Defendants' non-enablement contention rests on the allegation that a single embodiment (a composition comprising asenapine free base) out of many is not enabled. This argument is legally insufficient. See In re Angstadt , 537 F.2d 498, 502–503 (C.C.P.A. 1976) (holding that patent applicants are not required to enable every species encompassed by their claims); Endo Pharms. Inc. v. Mylan Pharms. Inc. , 2014 WL 334178, at *30 (D. Del. Jan. 28, 2014) ("An applicant is not required to describe in the specification every conceivable and possible future embodiment of his invention ... The salt-hydrate is merely a different form of the claimed compound ... As such, the patent need not independently describe or enable a discrete salt-hydrate combination."). Defendants have failed to establish, by clear and convincing evidence, that the asserted claims are not enabled.
Even were this not so, the evidence of record demonstrates that it would have been routine for skilled artisans to incorporate asenapine free base into sublingual and buccal pharmaceutical compositions that disintegrate within 30 seconds in water at 37° C for use in the asserted claims.
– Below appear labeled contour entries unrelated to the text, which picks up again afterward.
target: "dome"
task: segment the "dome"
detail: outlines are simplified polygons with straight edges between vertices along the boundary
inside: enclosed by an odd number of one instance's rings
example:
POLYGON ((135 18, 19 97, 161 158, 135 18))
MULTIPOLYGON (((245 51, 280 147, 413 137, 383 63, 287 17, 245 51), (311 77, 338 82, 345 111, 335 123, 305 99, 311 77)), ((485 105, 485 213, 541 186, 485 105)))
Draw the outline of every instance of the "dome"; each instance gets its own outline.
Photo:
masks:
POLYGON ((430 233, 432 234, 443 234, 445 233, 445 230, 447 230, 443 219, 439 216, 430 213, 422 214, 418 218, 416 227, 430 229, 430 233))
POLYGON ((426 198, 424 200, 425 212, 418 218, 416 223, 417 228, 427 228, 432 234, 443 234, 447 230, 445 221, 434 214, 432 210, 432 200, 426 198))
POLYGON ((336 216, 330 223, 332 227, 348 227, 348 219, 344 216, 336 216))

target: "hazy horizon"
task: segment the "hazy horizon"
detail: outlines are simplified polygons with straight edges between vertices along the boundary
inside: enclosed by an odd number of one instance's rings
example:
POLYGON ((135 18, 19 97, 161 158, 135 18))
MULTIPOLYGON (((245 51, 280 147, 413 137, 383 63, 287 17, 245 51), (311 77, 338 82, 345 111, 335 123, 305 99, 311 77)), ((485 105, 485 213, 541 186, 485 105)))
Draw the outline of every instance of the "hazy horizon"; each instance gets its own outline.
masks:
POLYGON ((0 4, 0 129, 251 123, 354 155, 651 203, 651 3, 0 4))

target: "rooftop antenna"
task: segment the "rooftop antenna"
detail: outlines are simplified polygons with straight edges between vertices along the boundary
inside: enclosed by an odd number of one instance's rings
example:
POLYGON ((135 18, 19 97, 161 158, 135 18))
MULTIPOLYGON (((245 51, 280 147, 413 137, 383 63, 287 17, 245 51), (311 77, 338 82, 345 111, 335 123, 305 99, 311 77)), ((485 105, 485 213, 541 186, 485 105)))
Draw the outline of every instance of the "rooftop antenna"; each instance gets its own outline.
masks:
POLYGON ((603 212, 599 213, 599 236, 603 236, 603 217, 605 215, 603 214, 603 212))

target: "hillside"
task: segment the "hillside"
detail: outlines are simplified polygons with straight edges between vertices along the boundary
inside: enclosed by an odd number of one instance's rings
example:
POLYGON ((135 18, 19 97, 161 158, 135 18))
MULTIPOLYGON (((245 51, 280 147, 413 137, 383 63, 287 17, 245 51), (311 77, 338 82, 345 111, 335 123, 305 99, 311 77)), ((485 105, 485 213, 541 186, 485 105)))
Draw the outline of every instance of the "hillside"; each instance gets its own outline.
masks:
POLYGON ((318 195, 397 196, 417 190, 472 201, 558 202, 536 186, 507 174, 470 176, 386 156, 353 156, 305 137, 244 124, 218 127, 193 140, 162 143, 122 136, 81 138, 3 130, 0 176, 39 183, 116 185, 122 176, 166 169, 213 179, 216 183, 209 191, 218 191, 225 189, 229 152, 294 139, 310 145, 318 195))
As an initial matter, the specification of the '476 patent, through its disclosure of examples 1–7, provides extensive guidance on formulating asenapine into sublingual and buccal dosage forms that disintegrate within 30 seconds in water at 37° C. ('476 patent, 3:19–4:45; D.I. 317 at 1281:6–1282:15) Forest also presented credible expert testimony that it would have been routine to formulate asenapine free base using well-known formulation systems from at least the 1970s to generate rapidly disintegrating buccal and sublingual compositions. (See, e.g., D.I. 314 at 979:6–982:12, 983:10–20; D.I. 315 at 990:21–991:11, 1025:20–1028:4; D.I. 317 at 1294:18–1296:15) Even defendants' expert, Dr. Jacobs, testified that "pharmaceutical compositions that disintegrated within 30 seconds were available," and that "it would have been routine to [make these compositions]" as of 1994. (D.I. 312 at 382:4–383:3)
--------
IV. CONCLUSION
For the reasons stated, Forest has not carried its burden to prove, by a preponderance of the evidence, that defendants Alembic and Breckenridge infringe claim 4 of the '476 patent. Defendants have failed to carry their burden to prove, by clear and convincing evidence, that claims 1 and 4 of the '476 patent are invalid by reason of obviousness, lack of written description, or lack of enablement. An order shall issue.